R is one of the most common software packaged used for data science. Python is a second software package often utilized in data science. The use of R is widespread because

  • R has the ability to deal with data, and
  • R is a programming language.
https://www.r-project.org/Rlogo.png

A script window in R allow you to write code which can later be executed. A script window can be obtained in R Studio near the upper-left corner. R is interactive in that you can write code directly into the R console; however, I’d encourage you write your code in the script window.

The following can be used to obtain a R script window.

image1

*Getting Started*

R code can be written directly into the R Script window. Commenting code is important in any language. A comment line in the R script window stats with #. That is, any line that starts with # will be ignored upon submitting the code to be executed.

image2

Write the following two lines of code in the script window. Click Run to execute this code.

#Simple commands

#Addition

5+5

image3

Consider the following code

#Simple commands

#Addition

5+5

#Multiplication

5*5

#Powers

2^3

#Using log functions, base e

log(5)

#Log function with base=10

log(5,base=10)

#Log 10 is common enough that log10() exists

log10(5)

#Modular arithmetic, 4 mod 2

4 %% 2

The > log(5) command used above is a example of a built-in function in R. When using functions, it may be useful to hit the TAB key. For example, enter “log” at the prompt and then select the TAB key. R then displays information about functions whose names begin with “log.”

image4

The expressions from above are evaluated and the results are printed to the screen. The results can be assigned to an object with the use of assignment operators, i.e. “<-“. For example, the following will save the result into a variable named Ten.

#Assigning the outcome to a variable

Ten <- 5 + 5

#Type variable name is see outcome

Ten

#Identify internal structure of variable Ten

str(Ten)

Assigning a set of values to a vector. The c() syntax is used to create a vector from scratch. Often R allows operators/functions to work within other functions. Consider the following examples.
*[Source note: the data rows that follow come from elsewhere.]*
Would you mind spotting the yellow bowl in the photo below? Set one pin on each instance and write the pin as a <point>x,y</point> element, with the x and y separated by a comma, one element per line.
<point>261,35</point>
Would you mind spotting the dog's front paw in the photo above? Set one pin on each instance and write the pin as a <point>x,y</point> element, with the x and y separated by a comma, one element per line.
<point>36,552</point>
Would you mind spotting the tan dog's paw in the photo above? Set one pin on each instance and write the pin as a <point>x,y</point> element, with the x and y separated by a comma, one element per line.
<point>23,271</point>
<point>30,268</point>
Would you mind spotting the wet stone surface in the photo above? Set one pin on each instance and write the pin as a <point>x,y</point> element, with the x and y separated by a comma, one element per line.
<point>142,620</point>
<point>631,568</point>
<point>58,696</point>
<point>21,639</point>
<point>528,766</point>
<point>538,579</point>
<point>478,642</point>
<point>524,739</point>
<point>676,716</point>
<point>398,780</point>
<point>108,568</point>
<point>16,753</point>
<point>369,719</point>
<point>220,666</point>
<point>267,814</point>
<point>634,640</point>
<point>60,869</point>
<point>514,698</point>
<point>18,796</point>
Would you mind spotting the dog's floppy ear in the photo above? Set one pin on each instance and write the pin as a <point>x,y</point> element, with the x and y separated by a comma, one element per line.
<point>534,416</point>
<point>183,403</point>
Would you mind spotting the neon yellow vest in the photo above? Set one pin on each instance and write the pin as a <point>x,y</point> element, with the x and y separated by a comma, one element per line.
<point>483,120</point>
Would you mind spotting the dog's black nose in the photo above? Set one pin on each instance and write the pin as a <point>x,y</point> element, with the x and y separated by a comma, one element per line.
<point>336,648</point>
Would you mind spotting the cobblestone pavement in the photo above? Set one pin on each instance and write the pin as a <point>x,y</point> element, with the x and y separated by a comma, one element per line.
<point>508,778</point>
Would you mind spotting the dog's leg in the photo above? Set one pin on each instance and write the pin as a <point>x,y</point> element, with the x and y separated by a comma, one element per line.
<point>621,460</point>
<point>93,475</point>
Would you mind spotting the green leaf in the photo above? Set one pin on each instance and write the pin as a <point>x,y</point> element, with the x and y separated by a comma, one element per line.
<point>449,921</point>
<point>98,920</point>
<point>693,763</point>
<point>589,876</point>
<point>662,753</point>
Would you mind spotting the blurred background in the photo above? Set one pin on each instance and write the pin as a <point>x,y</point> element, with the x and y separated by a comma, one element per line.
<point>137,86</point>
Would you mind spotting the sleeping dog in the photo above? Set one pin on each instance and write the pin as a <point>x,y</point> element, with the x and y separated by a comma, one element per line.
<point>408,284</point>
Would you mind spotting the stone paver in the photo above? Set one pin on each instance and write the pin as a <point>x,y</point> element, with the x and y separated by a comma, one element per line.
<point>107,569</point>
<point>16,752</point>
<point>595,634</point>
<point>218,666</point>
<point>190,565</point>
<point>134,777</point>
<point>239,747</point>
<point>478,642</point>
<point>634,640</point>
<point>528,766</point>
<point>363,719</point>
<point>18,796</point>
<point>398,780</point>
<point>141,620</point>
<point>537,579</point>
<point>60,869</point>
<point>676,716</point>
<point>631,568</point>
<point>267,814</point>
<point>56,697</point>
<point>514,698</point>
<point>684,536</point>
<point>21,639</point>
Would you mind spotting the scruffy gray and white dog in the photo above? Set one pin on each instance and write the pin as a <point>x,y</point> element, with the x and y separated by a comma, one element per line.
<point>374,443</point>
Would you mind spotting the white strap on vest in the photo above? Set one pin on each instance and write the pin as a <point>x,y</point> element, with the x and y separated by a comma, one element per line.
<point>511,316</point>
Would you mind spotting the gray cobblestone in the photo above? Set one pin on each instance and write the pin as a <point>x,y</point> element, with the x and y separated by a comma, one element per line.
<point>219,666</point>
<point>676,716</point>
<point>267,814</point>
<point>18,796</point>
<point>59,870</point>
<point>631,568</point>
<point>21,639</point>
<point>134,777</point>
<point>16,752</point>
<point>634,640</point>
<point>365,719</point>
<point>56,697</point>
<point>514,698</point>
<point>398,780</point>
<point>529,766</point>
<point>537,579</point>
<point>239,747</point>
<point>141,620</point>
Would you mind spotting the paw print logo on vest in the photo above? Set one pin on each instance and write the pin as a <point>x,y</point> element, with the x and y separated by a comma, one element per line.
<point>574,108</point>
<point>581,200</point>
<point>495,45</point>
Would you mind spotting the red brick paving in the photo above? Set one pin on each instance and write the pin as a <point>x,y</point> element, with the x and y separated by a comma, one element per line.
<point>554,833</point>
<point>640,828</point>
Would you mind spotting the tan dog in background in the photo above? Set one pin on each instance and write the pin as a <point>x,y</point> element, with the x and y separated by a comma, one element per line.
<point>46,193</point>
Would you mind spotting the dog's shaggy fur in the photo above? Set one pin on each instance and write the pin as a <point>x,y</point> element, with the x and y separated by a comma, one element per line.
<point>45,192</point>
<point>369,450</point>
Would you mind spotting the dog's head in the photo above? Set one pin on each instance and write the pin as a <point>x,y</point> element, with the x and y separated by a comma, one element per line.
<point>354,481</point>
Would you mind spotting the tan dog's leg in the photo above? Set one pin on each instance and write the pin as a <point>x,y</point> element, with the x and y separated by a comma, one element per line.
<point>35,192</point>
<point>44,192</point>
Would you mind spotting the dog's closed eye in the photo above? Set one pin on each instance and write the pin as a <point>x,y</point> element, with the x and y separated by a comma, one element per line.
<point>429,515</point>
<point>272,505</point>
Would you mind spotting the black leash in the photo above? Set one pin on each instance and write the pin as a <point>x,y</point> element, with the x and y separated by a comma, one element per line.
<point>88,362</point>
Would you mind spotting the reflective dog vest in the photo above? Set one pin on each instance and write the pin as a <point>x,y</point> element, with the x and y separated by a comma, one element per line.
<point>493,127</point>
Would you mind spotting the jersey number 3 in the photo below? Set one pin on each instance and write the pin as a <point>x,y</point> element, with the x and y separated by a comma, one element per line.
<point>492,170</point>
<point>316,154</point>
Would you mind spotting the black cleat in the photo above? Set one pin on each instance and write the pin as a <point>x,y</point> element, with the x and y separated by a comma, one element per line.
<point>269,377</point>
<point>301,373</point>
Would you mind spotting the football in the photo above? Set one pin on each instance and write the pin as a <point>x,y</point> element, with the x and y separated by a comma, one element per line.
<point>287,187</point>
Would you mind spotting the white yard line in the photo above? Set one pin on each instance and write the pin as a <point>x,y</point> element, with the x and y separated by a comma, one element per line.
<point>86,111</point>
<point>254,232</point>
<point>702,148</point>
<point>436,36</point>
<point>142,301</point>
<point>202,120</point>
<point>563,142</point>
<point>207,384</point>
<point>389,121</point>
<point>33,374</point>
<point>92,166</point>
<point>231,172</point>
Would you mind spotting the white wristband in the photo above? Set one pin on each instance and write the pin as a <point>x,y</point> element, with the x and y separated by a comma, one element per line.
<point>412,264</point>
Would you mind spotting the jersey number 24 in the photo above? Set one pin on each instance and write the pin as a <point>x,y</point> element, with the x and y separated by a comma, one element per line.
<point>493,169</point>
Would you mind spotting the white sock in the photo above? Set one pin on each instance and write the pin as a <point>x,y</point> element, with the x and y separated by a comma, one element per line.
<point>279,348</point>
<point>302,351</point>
#Assign a set of values to a vector - Version #1

mydata <- c( 10 , 6 , 2 )

#Assign a set of values to a vector - Version #2

mydata <- c( 5+5 , 3*2 , 3-1 )

*Using Basic Operators in R*

R uses the following comparison operators.

  Equal
!= Not equal
> Greater than
>= Greater than or equal to
< Less than
<= Less than or equal to

#Which data elements are greater than 5?

mydata > 5

[1] TRUE TRUE FALSE

Next, use the previous command to obtain a subset of data that includes only the value that are greater than 5.

#Obtain subset of data; only observations > 5

mydata[ mydata > 5 ]

#Obtain subset of data; only observations > 5; assign subset into data.greater.than.5 variable

mydata.greater.than.5 <- data[ data > 5 ]

Using the which() function to identify only the TRUE outcomes.

#Using which() to locate TRUE outcomes

which(mydata > 5)

[1] 1 2

The which() function simple returns the identifiers for the elements that were TRUE.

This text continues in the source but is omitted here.